Avangrid Inc (NYSE: AGR) stock fell over 1.8% on 30th October, 2019 (as of 10:32 am GMT-4; Source: Google finance) as the company has posted lower than expected results for the third quarter of FY 19. On a non-U.S. GAAP adjusted basis, the company has reported the consolidated net income for the third quarter 2019 of $123 million, compared to $139 million, for the same period in 2018. The company has completed the sales of the Gas Storage and Trading businesses on May 1 and March 1, 2018, respectively.
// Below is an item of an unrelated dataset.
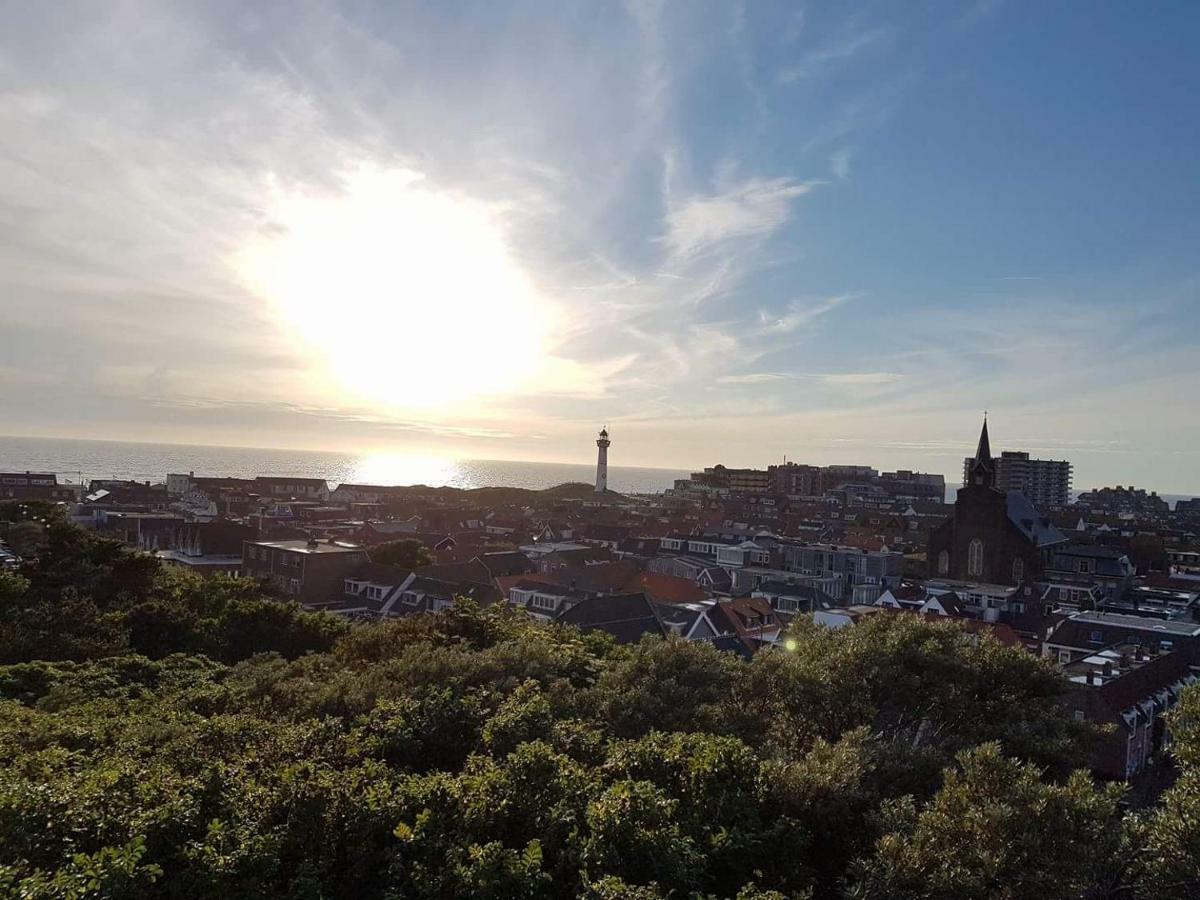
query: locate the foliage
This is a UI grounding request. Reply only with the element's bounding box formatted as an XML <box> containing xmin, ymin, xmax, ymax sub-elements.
<box><xmin>858</xmin><ymin>743</ymin><xmax>1122</xmax><ymax>900</ymax></box>
<box><xmin>1136</xmin><ymin>686</ymin><xmax>1200</xmax><ymax>900</ymax></box>
<box><xmin>0</xmin><ymin>511</ymin><xmax>1200</xmax><ymax>900</ymax></box>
During the third quarter, the ~201 MW Montague wind farm became fully operational and the company had announced the future repowering of the Klondike II wind farm in Oregon. The company is investing in the electric and gas infrastructures, grow the Renewables pipeline, and execute asset sales/partnership transactions and the company have already secured power purchase agreements for more than 100% of the long-term outlook target through 2022. The company is also progressing on rate cases in New York and Maine including enhanced recovery mechanisms for outage restoration and staging costs.
AGR in the third quarter of FY 19 has reported the adjusted earnings per share of 40 cents, missing the analysts’ estimates for the adjusted earnings per share of 51 cents, according to Zacks Consensus Estimate. The company had reported the adjusted revenue of $1.49 billion in the third quarter of FY 19, missing the analysts’ estimates for revenue by 4.29%. Avangrid Networks’ earnings for the third quarter 2019 grew due to rate adjustments in Connecticut and Massachusetts and mid-period assessment achievements.
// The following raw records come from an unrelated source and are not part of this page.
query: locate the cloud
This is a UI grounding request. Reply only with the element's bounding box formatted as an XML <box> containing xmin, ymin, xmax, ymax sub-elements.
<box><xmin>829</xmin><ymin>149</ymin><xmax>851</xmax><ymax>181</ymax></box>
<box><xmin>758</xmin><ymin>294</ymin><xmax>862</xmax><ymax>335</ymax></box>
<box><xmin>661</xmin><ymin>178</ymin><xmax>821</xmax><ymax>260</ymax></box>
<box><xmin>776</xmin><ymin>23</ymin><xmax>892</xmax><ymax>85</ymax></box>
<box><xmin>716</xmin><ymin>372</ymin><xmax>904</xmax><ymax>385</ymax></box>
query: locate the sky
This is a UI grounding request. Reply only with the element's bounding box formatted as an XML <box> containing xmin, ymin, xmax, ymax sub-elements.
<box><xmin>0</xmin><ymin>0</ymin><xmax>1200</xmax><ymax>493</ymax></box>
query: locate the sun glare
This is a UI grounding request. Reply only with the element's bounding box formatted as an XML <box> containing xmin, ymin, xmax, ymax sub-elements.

AGR has affirmed its consolidated non-U.S. GAAP earnings outlook for 2019 to be in the range of $2.25-$2.35 per share, however, has revised its earnings outlook for the business segments to reflect outage restoration and staging costs, increased personnel costs, expected earnings from asset sales/partnership transactions, and estimated taxes.
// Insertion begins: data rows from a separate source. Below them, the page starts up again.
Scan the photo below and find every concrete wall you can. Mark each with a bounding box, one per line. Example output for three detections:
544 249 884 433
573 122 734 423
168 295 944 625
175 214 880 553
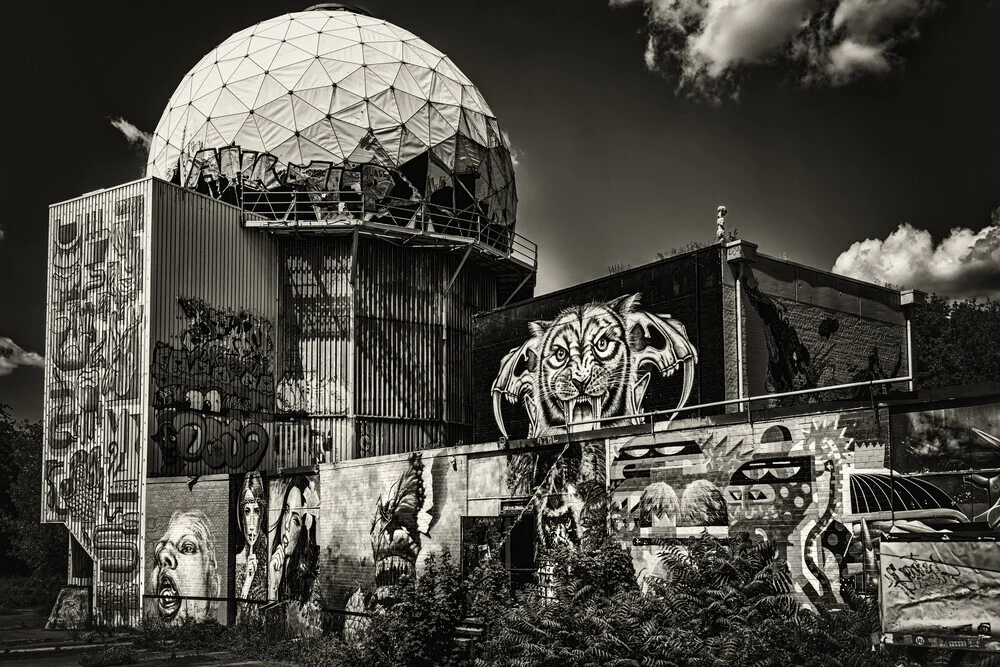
730 255 907 407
Meanwhile, AGR and PPL Corporation are in talks to combine their business of estimated value of $67 million, as per a report though it is unclear whether a deal would include an investment from Spanish utility Iberdrola, that is the world’s biggest wind power producer, which owns more than 80% of Avangrid. The deal would be ranked as the biggest utility tie-up in 2019 and could create one of the largest publicly traded utilities in the United States if it completes.